The Securities & Futures Commission’s suspension falls under a rule allowing it to call for a halt when it believes that misleading, false or incomplete information has been included in documents and statements. Regulators were already investigating Hong Kong-listed Hanergy, which has not traded since it requested a halt on May 20 after its shares lost almost half their value in less than half an hour, Bloomberg reported.

“It’s pretty unusual; I have never come across a case like this before,” said Eric Seto, a partner at Morley, Chow, Seto Solicitors, who has worked on criminal SFC prosecution cases. “I think this is just the first step in what will become a criminal prosecution.”

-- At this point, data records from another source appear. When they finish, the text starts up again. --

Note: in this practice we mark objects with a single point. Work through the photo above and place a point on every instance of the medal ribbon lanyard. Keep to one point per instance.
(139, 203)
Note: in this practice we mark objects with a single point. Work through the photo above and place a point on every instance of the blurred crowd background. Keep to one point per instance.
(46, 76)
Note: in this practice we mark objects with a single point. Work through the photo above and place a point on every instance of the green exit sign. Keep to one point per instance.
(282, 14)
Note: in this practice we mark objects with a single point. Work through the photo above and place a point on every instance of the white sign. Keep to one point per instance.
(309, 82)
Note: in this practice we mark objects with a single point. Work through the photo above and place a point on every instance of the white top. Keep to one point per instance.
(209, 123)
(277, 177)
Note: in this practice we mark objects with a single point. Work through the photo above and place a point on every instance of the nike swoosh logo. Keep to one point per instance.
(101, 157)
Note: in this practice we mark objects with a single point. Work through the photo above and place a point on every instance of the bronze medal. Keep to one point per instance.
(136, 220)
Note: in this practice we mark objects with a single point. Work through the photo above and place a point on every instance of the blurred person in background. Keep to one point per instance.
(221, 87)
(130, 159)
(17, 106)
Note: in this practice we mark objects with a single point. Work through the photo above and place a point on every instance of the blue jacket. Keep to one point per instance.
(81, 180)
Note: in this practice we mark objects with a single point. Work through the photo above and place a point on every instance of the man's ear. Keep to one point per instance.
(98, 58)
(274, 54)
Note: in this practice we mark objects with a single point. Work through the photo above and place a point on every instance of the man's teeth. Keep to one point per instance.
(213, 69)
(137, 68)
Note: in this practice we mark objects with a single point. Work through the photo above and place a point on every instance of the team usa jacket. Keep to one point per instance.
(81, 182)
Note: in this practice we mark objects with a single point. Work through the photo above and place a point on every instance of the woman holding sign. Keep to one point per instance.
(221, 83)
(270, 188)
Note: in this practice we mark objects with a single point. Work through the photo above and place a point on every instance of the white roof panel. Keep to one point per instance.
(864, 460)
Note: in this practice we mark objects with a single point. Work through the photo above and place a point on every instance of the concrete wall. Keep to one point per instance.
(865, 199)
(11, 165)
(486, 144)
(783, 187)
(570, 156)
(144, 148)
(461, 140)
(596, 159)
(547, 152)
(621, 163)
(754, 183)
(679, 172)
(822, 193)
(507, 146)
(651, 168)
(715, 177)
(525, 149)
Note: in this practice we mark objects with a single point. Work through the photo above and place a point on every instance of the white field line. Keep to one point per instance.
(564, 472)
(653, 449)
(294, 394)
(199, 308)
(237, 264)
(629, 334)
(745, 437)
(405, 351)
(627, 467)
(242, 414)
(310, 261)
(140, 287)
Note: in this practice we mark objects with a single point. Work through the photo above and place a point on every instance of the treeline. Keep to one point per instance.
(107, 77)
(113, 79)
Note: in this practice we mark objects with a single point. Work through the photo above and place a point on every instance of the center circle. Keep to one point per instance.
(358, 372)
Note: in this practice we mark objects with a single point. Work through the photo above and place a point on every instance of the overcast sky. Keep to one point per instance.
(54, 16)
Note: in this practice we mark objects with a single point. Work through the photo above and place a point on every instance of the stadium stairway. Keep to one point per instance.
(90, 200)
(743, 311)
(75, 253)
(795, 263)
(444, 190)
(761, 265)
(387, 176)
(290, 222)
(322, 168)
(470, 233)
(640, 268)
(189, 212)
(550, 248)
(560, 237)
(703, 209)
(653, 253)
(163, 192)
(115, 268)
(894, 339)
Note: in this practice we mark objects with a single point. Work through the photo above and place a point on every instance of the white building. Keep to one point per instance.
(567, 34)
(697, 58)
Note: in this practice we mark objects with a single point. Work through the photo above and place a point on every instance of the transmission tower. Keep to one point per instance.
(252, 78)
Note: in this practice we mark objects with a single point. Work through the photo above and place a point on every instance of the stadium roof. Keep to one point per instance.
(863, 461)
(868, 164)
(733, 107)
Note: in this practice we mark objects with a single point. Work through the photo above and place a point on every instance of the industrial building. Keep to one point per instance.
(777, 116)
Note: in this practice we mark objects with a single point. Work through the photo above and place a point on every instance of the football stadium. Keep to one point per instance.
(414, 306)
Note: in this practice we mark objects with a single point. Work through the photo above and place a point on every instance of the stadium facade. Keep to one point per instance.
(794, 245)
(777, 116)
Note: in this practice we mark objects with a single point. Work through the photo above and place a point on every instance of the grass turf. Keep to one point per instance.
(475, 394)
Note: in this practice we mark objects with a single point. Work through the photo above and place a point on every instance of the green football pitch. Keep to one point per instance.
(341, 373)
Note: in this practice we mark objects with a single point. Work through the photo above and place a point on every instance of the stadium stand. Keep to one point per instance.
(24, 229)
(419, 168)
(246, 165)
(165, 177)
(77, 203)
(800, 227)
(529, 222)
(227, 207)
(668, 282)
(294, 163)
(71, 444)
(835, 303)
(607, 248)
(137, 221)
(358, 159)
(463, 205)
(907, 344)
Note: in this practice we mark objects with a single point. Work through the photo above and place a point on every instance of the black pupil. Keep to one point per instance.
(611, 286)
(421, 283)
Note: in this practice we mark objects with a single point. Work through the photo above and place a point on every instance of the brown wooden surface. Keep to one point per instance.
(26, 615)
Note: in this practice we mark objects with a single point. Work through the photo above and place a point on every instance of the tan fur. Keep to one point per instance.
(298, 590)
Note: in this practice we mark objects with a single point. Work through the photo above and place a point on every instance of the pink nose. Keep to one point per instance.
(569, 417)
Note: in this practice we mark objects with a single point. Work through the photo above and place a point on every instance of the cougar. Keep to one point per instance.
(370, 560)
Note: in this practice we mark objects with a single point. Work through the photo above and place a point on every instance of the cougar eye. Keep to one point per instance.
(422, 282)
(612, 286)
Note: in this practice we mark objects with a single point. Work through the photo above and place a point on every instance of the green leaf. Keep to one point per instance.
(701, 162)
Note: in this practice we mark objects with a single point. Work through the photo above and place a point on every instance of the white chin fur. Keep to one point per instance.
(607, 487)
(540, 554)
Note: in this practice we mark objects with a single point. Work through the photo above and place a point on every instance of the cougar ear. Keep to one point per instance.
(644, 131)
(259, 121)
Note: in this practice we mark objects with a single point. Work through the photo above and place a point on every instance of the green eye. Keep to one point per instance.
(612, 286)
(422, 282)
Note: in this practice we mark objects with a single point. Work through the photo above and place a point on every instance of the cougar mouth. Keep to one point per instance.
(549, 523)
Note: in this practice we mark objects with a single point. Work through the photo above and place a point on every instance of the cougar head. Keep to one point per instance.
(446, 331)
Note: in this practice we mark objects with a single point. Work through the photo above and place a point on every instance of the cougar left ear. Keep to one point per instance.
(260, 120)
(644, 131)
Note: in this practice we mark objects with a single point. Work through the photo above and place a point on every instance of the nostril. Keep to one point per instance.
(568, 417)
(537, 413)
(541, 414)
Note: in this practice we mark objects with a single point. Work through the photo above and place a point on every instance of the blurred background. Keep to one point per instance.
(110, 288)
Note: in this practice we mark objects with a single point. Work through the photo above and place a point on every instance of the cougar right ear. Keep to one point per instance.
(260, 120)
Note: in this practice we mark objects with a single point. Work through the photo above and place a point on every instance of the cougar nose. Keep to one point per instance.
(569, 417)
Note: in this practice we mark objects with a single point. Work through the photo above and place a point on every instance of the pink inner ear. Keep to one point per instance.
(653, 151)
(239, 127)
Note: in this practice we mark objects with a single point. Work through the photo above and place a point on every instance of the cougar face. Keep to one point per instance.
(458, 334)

FTSE said on its website Wednesday that it was dropping Hanergy from its FTSE China 50 Index and other indexes effective July 20 because of the suspension.

Liu Yanjun, a public relations manager at Hanergy Thin Film’s Beijing-based parent, Hanergy Holding Group Ltd., declined to comment on the order by the regulator.

 Stock Rout

Hanergy originally asked for a trading suspension after a 24-minute, 47% price plunge wiped $19 billion from its market value. A week later, SFC took the unusual step of announcing it had been investigating the company after Hanergy Chairman Li Hejun told the media there was no probe. SFC investigations are normally veiled in secrecy.

Seto said that if the company is found guilty of providing misleading information to SFC, it could be fined a maximum of HK$1 million ($130,000) and Li could face a possible two-year prison sentence. SFC Spokesman Ernest Kong declined to comment. In the handful of other cases where the SFC has ordered share suspensions, the consequences have been serious.

In March 2010, it ordered a halt of Hontex International Holdings Co., which was eventually delisted after the regulator accused it of misleading investors in its listing prospectus.

In December 2013, shares in Qunxing Paper Holdings Co. were halted by the SFC, which subsequently froze the company’s assets. The shares remain suspended.

For Hanergy, although Hong Kong stock exchange trading remains suspended, at least 4.9 billion shares have changed hands over the counter since May 20.